I'm wondering if you have heard of anyone who is using a Windows PC (or Mac) as a standalone room correction system with Dirac. I have other sources besides the PC, and I'd like the PC to sit between my surround processor and my amplifiers, and act as a standalone room correction device.

For example, I might use a Focusrite 18i20 audio interface to digitize the surround processor's outputs, and then have the 8-channel Dirac output to the audio interface's outputs into the amplifiers. I think I could cobble something together with some scripts and Foobar2000 or sox, but I was wondering if there's anything more official. Thanks!


----------



## Flak (Nov 15, 2013)

It is generally possible to use a PC as an external DSP processor running Dirac Live stereo... things can get more complicated with the multichannel version.
The above question is of general interest, I'm posting Rickard's answer:

"This should be possible, although it may take some routing to setup and I can't guarantee if it will work with the Focusrite or not. Basically, what you want to look for is in the Windows Sound setup menu > Recording Devices. If you click on one of the devices there (in your case one of the Focusrite inputs) and then click on Properties > Listen. There you can route this recording device to send its signal to a specific playback device, which in this case will be the Dirac Audio Processor (DAP). And then from the DAP you just select the output to your other audio interface. 

Now, in theory this sounds simple, but in my experience, something unexpected may always come up. One thing that you have to look for right away is if the Focusrite has a multi-channel recording device in the Windows Sound setup menu. Very often, the input channels of an audio interface is only represented as stereo pairs in the recording device section (e.g. Focusrite Input 1-2, Focusrite Input 3-4). In that case, it would not be possible to do as above, since if you would mark Listen to this device and route the signal to the DAP for each stereo pair individually, the DAP would just receive a stereo mix of all channels (and not surround). So you will need group together all input channels in the right order for 7.1 surround into one Recording Device before you route it to the DAP. 

So this you need to check with Focusrite and see what their drivers support. Maybe they have some routing options in their mixer or, there may be some third-party software that you can use to sum the channels in the right order into one Playback device, but I don't have any recommendations there right now. If the Focusrite do have a playback device with surround properties, it shouldn't be a problem. 
For Mac, I am personally not sure how to set it up. But I believe they have something similar, where you can route inputs into "Aggregates". So I recommend that you experiment a little with this. If you haven't bought Dirac Live already, you can try the Trial Version while you set it up to see if you can get it to work or not. 

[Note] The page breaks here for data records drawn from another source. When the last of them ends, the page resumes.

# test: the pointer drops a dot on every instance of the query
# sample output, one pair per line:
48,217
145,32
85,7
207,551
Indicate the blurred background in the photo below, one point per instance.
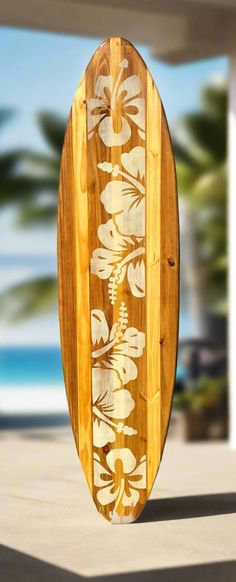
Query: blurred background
40,72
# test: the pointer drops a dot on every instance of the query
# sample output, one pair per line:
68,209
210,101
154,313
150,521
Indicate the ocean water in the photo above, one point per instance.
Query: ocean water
30,366
35,366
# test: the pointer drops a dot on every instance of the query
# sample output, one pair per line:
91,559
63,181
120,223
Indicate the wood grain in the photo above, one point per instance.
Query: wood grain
118,226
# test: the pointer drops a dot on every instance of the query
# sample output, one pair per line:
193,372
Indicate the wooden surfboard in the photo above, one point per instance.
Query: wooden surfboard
118,260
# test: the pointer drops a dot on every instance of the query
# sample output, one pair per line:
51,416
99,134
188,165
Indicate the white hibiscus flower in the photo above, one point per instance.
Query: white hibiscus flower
122,481
118,259
125,200
115,106
111,401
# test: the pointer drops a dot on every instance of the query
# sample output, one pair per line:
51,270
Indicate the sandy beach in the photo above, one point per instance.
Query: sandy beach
50,529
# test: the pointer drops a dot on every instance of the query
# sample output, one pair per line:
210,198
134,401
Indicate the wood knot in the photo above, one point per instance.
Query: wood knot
171,261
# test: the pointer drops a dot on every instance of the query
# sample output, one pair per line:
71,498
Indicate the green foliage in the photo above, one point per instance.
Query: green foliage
204,394
29,182
200,149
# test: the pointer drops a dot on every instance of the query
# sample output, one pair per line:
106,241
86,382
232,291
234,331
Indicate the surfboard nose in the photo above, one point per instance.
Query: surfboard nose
118,263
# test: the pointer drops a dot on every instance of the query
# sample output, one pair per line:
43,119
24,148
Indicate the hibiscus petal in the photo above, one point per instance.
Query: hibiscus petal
133,344
99,327
134,162
111,238
124,455
126,368
103,384
139,117
118,196
99,472
132,221
132,86
107,495
136,278
102,434
109,136
103,261
138,477
103,82
94,118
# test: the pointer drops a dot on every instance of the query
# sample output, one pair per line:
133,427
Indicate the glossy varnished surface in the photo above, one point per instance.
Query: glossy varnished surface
118,277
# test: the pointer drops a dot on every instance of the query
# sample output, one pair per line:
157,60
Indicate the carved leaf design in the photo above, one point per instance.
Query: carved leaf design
99,327
136,278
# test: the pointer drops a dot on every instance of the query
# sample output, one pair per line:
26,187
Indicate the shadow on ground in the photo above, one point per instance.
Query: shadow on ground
18,566
188,507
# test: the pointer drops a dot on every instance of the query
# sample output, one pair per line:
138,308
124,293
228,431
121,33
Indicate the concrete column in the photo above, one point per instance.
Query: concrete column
232,247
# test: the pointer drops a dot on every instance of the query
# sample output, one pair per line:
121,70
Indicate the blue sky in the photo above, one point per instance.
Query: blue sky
41,71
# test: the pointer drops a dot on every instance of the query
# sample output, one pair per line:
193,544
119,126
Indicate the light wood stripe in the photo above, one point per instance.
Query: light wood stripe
153,238
79,121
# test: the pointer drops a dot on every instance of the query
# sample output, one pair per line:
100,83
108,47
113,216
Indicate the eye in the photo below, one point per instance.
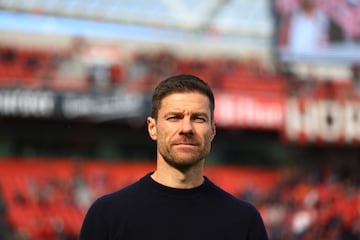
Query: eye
172,118
200,119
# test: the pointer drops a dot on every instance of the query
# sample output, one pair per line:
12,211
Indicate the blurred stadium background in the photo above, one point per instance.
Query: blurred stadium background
75,84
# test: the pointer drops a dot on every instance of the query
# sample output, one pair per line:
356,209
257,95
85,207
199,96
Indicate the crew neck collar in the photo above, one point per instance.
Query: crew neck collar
176,192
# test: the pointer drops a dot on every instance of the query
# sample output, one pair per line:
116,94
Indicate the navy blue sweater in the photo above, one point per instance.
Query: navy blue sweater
149,210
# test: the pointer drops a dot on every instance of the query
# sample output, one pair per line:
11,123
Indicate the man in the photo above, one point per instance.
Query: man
176,201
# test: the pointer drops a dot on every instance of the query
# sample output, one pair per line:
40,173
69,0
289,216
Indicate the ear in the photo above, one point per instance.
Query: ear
152,128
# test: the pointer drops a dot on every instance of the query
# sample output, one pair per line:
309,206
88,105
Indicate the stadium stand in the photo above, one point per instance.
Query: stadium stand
47,198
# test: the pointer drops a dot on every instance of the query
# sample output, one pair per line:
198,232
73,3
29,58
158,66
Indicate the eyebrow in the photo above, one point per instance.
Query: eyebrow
193,114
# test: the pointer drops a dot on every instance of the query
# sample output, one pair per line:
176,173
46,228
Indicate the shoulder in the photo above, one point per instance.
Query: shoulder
233,203
121,197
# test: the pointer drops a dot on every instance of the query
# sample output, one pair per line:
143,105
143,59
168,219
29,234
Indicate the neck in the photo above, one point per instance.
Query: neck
175,178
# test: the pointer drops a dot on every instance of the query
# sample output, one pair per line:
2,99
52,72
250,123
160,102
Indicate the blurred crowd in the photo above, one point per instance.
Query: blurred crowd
312,204
315,204
86,68
81,67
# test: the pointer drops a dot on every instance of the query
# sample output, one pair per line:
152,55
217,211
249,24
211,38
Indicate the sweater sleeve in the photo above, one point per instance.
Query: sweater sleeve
257,228
94,224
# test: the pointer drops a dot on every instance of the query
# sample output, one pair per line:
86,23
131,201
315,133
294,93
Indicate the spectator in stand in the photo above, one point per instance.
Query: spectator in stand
304,27
176,201
72,71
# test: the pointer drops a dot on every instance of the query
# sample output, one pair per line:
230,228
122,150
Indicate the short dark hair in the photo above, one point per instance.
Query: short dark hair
180,84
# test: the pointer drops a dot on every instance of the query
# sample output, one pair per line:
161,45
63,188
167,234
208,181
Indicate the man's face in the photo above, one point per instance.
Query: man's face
183,129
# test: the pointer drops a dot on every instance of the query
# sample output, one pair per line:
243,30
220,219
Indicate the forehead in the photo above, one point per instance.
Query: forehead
187,100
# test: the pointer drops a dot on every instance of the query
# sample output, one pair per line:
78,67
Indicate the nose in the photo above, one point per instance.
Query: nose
187,126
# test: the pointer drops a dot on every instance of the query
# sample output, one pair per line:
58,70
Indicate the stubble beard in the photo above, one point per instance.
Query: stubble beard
184,163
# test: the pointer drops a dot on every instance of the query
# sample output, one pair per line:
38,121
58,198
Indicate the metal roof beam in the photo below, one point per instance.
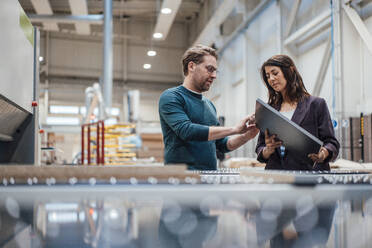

Please let us know how it goes!"


----------



## A Y (Apr 7, 2011)

Hi Flavio, thanks very much to you and Rickard for this answer. There are certainly challenges, especially with multichannel, and if I come up with anything interesting, I'll let you all know.

I know some people are using PCs as realtime mixers for DJing with many channels, so that's where I'd probably start looking first.


----------



## Kal Rubinson (Aug 3, 2006)

A Y said:


> Hi Flavio, thanks very much to you and Rickard for this answer. There are certainly challenges, especially with multichannel, and if I come up with anything interesting, I'll let you all know.
> 
> I know some people are using PCs as realtime mixers for DJing with many channels, so that's where I'd probably start looking first.


Others are interested in this, too. I am slowly moving to a system that is entirely PC-based (with DiracLive) but would love to be able to have it play from sources other than files.


----------



## A Y (Apr 7, 2011)

I'll definitely post something in this thread if I find anything. Right now, it seems the easiest path is just to write something that does it ...


----------